We all want the brightest and best teaching our children. Opponents of emergency/alternative credentials argue that they affect the actual or perceived value of other teachers’ standard credentials, cheapening the blood, sweat, and tears those other teachers put in to get vetted and certified the “right way.” On the other hand, these new pathways might get talented individuals to teach who otherwise would not have considered teaching.

There are valid arguments on both sides of the alt credential debate. Regardless, the reality exists: we need teachers, fast.

I’ve chosen an expensive route to become a teacher, but I’m ecstatic about the Stanford Teacher Education Program. Stanford has a great reputation, and I’m hoping its teachings will likely pay lifelong dividends to both myself and my students. The master’s degree is a big perk, too.

I want to take time to thoroughly study, reflect, and practice before jumping into a classroom. I’m grateful to have the privilege to take a year off to do so.
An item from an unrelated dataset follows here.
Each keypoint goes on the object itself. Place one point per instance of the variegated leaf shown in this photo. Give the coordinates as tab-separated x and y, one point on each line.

Still, I do wonder about my program’s cost in relation to the tangible reward of being a teacher. Like most, I’m not going into teaching for the money, but I can’t help but ask myself whether it would be prudent to pursue a more economical or expedient credentialing path.

Regardless, I’m moving forward with the STEP. In the interest of developing an informed opinion on credential cost vs. value, I’ve also decided to track some relevant personal data.

To start, I’ve created a public Google sheet where I’m tracking my expenses. Right now, it’s just financial expenses; I’m not marking how much time (or energy) each item consumed. I also try to indicate which costs are specific to STEP as opposed to requirements required of all California teaching candidates.

For prospective STEP applicants, I’ve also listed the fellowship/grants I was offered through Stanford’s financial aid office. I haven’t listed loans — those don’t offset costs but rather increase them in exchange for shifting the payment period.

I know it’s sometimes easier to quantify cost than value. I’m not tracking these expenses to criticize Stanford’s tuition or make a claim about California teaching credential rules. Rather, I am hoping that collecting data like this will help me better reflect on the realities of becoming a teacher, perhaps providing insights to others considering a similar path.

Tl;dr: I created a spreadsheet with the financial costs of my teaching program.